Yahoo! Inc. (NASDAQ:YHOO)The latest addition to the list of acquisitions is the content reading app, Summly, which was developed by 17-year-old Nick D’Aloisio. With this new $30 million deal, the tech giant has completed five acquisitions since January 2013, equaling the total number of combined successful deals in 2011 and 2012.

Expansion strategy or image makeover?

It is perceived that Yahoo! wants to use Nick D’Aloisio as a tool for its image makeover. CEO Mayer wants to prove a point to investors and customers that the company will no longer sit back and observe its competitors overtaking it. Rather, it is on a new mission towards growth and expansion.

After the deal was announced, the statement from Yahoo! read, “Nick will be a great person to put in front of the media and consumers with Mayer to make Yahoo! Inc. (NASDAQ:YHOO) seem like it is a place that loves both entrepreneurs and mobile experiences, which in turn will presumably attract others like him.”

Apart from showing its might on the acquisition front, Yahoo! has taken several other steps that indicate it is desperate to taste success after being in the sidelines for a while. It has switched to iPhones from BlackBerries for its staff, brought on board brilliant minds that founded start-ups, and facilitated the company’s cafeterias with free food for employees.

The internet giant has been busy reworking its online news and media strategies such as home page renovation, bottomless page, email app, and endless news stream. And, now it is working even harder on the digital content aspect, especially after purchasing Summly.

What is significant about Summly?

The utility of mobile devices has constantly been changing in our lives. The mindset of users has changed from “what else can be done” using mobile devices to “how much can be done”. They are keen to know how much information can be gathered in lesser time. In this way, the latest bid of Yahoo! to buy Summly has been a calculated move to comply with the changing trends in technology.

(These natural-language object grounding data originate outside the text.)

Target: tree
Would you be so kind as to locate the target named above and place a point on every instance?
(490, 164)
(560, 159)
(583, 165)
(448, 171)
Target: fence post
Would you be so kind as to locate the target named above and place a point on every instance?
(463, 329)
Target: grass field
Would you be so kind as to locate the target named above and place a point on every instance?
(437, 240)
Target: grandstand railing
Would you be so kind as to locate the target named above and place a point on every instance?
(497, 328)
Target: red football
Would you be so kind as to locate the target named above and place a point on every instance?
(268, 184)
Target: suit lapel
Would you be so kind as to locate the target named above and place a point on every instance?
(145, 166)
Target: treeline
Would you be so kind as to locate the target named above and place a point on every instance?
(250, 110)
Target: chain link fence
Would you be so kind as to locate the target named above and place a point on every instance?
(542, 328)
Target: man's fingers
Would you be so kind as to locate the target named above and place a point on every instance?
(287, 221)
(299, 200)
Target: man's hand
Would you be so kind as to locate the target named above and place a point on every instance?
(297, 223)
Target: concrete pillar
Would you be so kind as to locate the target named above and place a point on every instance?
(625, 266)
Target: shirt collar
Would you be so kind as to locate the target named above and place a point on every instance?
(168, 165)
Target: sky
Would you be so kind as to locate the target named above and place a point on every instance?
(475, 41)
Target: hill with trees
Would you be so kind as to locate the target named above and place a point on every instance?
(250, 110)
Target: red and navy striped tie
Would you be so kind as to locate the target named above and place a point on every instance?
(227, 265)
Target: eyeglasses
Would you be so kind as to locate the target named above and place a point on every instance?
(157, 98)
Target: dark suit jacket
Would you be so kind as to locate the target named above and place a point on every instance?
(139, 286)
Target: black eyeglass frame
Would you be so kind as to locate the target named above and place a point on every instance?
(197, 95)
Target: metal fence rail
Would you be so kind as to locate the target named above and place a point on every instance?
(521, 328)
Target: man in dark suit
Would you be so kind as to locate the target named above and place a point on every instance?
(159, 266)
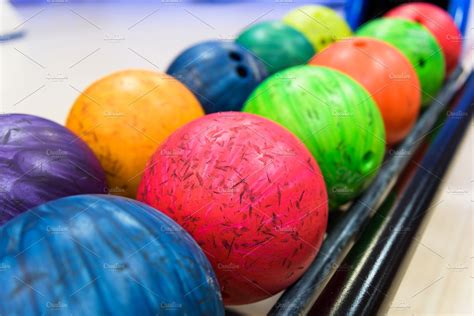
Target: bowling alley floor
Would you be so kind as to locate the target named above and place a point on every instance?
(67, 46)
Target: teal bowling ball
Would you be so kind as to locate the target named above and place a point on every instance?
(103, 255)
(221, 74)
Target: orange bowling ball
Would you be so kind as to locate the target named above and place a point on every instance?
(125, 116)
(385, 73)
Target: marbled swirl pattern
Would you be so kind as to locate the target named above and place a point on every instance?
(418, 45)
(41, 161)
(102, 255)
(249, 193)
(334, 116)
(276, 44)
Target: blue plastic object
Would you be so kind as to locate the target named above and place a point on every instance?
(102, 255)
(459, 10)
(355, 12)
(221, 74)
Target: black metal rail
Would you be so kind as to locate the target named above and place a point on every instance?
(361, 289)
(299, 297)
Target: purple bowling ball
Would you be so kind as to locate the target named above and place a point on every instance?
(41, 161)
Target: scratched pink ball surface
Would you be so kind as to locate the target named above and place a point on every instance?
(249, 193)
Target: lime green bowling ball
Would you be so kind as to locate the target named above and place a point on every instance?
(321, 25)
(418, 45)
(277, 45)
(334, 116)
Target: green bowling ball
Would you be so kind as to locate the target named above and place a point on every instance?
(417, 44)
(334, 116)
(321, 25)
(277, 45)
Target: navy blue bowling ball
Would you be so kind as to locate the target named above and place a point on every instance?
(221, 74)
(102, 255)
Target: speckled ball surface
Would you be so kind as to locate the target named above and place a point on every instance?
(125, 116)
(103, 255)
(249, 193)
(40, 161)
(334, 116)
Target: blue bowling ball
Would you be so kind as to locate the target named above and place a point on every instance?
(221, 74)
(102, 255)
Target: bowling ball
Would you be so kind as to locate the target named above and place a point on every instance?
(278, 45)
(439, 23)
(103, 255)
(41, 161)
(249, 193)
(336, 119)
(221, 74)
(125, 116)
(418, 45)
(321, 25)
(392, 80)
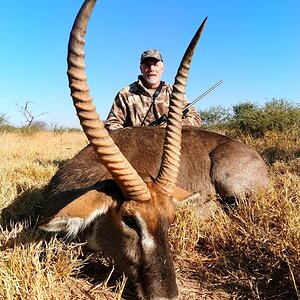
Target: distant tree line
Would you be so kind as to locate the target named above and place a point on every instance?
(247, 118)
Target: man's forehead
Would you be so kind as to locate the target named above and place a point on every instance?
(151, 61)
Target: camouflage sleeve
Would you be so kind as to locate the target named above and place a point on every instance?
(117, 115)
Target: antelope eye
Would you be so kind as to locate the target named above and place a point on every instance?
(131, 222)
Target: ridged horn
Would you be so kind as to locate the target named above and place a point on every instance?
(131, 184)
(169, 169)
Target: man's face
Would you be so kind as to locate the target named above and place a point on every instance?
(152, 70)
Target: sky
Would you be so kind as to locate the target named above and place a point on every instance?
(253, 46)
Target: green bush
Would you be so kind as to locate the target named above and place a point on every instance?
(215, 116)
(276, 115)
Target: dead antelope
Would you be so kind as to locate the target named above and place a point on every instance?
(119, 192)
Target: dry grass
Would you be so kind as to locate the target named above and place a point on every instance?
(252, 252)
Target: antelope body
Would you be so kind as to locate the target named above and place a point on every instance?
(119, 193)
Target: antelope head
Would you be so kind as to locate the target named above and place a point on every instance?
(129, 214)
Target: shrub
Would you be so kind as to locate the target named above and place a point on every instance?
(276, 115)
(215, 116)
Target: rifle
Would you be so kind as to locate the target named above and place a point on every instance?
(161, 120)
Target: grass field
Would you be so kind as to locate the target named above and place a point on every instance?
(252, 252)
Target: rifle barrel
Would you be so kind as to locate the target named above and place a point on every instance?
(204, 94)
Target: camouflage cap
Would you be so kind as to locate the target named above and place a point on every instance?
(151, 53)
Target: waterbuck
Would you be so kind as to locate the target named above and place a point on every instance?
(119, 193)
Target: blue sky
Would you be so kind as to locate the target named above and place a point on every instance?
(254, 46)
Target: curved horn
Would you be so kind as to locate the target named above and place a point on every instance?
(133, 187)
(169, 168)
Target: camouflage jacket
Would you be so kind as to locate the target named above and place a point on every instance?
(132, 103)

Until now, most of the online content and pages were designed in a manner to suit browsing with mouse. And there was a need to develop technologies so that the content could be skimmed through using smartphones and tablets. Summly brought a revolution in this segment, coming up with snapshots of news stories, thus giving a simple approach to read the news at an ultra-fast speed.

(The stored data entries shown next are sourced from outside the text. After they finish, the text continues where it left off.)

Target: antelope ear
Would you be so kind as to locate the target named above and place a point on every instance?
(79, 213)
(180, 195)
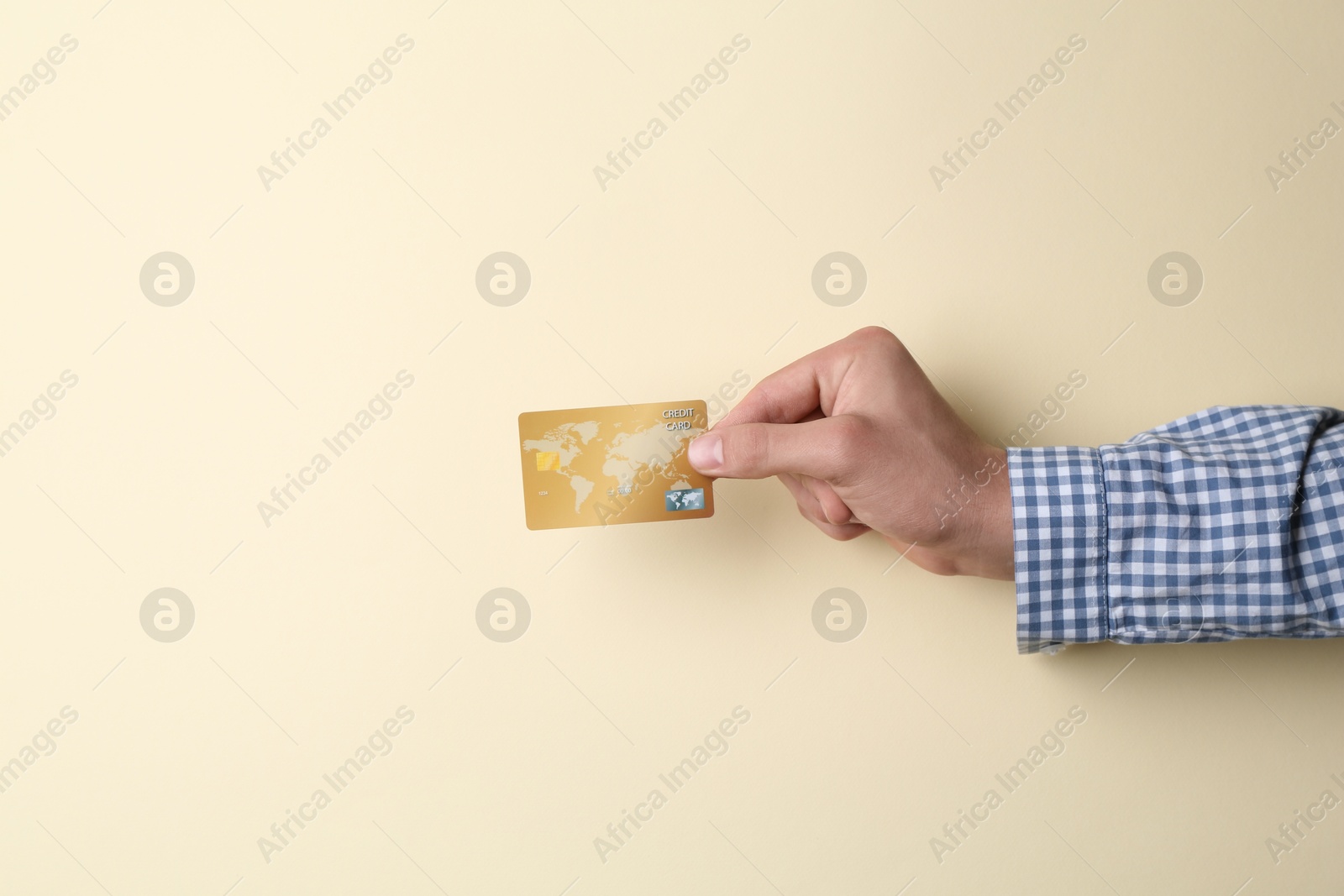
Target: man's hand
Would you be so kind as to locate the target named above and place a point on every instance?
(864, 441)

Yahoo! Inc. (NASDAQ:YHOO) has revealed that it will abandon the existing Summly app and mix it up with the company’s content processing tools already in use across verticals, especially in mobile applications.

The response of Yahoo!’s competitors is to be seen in coming times. But at this moment, the company is sending out a strong signal that it has the same crave for expansion and diversification in the online content space as Google Inc (NASDAQ:GOOG) and Facebook Inc (NASDAQ:FB) possess.

Marissa Mayer’s efforts in 2012 have been strengthening Yahoo!’s position in the digital content space, and the internet giant has steadily shifted its strategies toward mobile devices. Mayer’s former company, Google, is already an established name in this segment. While her ex-colleague at Google, Sheryl Sandberg, now COO at Facebook, has also shown her intent to pursue content products strategies more aggressively.

Google and Facebook, who have eclipsed Yahoo! by some distance in the mobile content sphere, will leave no stone unturned to counter Yahoo!’s refurbished strategies. But, Yahoo! has one advantage over others, especially over Google, in the form of Marissa Mayer, who used to take care of Google’s user experience and search products strategies as its Vice President. She is in a better position to guess Google’s move as she knows the firm inside out.